Mestan efe Haziran 1920 senesinde, Nazilliye girmek isteyen düşmanla meydana gelen muharebe de heyecanını ve kinini zapt edemedi. Tufan gibi yağan düşman ateşi altında, siperinden fırlayarak düşman üzerine atıldı. Düşman çok korktuğu hedefi önünde bulmuştu. Birden yüzlerce namlu bir heykel gibi dik duran mağrur efeye çevrildi ve bir dakika sonra delik deşik vücuduyla halen düşmana doğru sürüklenen efenin cesedinin düşman tarafından alınıp götürüldüğü görüldü. Mestan efede göçüp gitmişti. Fakat Aydında her göçen kahraman yerine binlercesi doğuyordu.
 
Düşman Aydını almıştı. Aydının işgaline tahammül edemeyen kahramanlar, düşmanı tahliyeye mecbur etmek için bütün kuvvetleri ile savaşıyorlardı. Fırsat buldukça düşmana baskınlar yapıyor, gerideki faaliyetlerini bozuyor, birliklerini ateşe veriyor, düşmana bir dakika huzur ve emniyet vermiyorlardı. 

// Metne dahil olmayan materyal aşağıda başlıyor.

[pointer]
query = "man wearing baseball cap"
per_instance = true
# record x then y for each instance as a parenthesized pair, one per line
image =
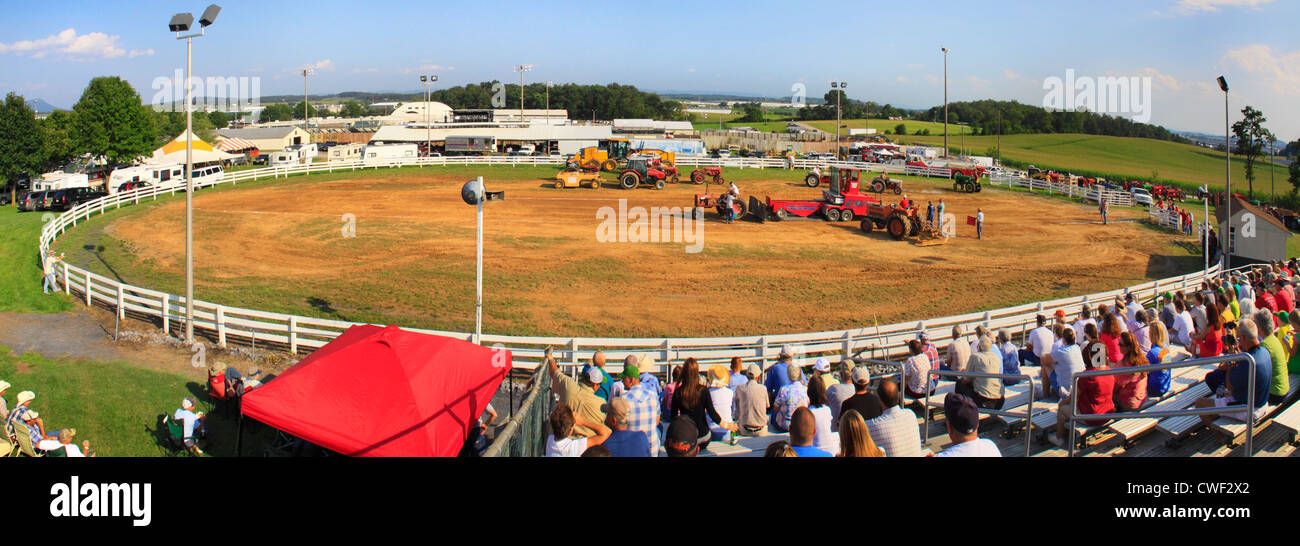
(580, 397)
(642, 406)
(962, 420)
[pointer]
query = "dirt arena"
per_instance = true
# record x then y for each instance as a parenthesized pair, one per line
(281, 246)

Mestan efeden açılan gediği Kadri bey doldurmuştu. Kadri bey etrafına topladığı kuvvetlerle, düşmanı epey hırpalıyordu. Bir gün Kadri beye düşmanın Aydın’ın 20 km. batısında olan Erikli istasyonunun hangarına, bir müfreze askerle geldiği haberi verildi.   

Bunun üzerine harekete geçen kahramanlar, 20-21 Haziran 1920 yılı gecesi Menderes köprüsüne gelerek bahçelikler arasında hangarı çevirdiler. Düşman da ne bir ses, ne bir hareket vardı. Müfrezeden ayrılan bombacılar, 55 yaşında Çineli Mehmet ağanın komutasında, sessizce hangara yaklaştılar. Mehmet ağa bombasını hazırladı ve gecenin sessizliği içinde düşmanın ortasına fırlattı. Birkaç dakika sonra bunu takip eden yüzlerce bombanın gümbürtüsü koca ovayı sarsarken, havaya uçan hangardan, neye uğradıklarını anlamayan yüzlerce düşman askerinin fırladığı görüldü. Gece karanlığında düşman rastgele ateş ediyor ve kendini toplamaya çalışıyordu. Çarpışma uzun sürmedi. Esasen görevde yapılmıştı. Düşmana 80- 90 kişi zayiat verilmiş ve bizden de yedi kişi şehit olmuştu. Bu sıra da kahraman Mehmet ağa da kasığından ağırca yaralanmıştı. Müfreze bu kahraman ihtiyarı omuzlarında taşıyarak, yuvaları olan dağlara taşıyorlardı. Bu sırada Mehmet ağanın sesi duyuldu. “ Kızanlar bırakın ben yürüyeyim. Size yük olmayayım.” Diyordu. Ağa bütün ısrarlara rağmen, koluna giren iki delikanlının desteğiyle, bir saat yürüdükten sonra takatten kesildi ve olduğu yere yığıldı kaldı.
 
Kahraman ihtiyar artık götürülmesine razı değildi. “ Ben anlıyorum oğullarım, göçüyorum gayrı siz varın gidin, düşman sizi tutmasın.” Diyerek onlara devamlı yalvarıyordu. Muhterem ve kahraman ihtiyar arkadaşlarının kolları arasında son nefesini verirken, köylüsü olan gence dönmüş ve- “ Oğluma haber sal, babasının yerini boş komasın, hakkımı helal etmem sona  .” demiş ve çehresinde acı bir ızdırabın son tebessümleri belirirken o da öteki kahramanlar gibi Türk Milletinin sıcak ve vefakâr bağrına göçüp gitmişti.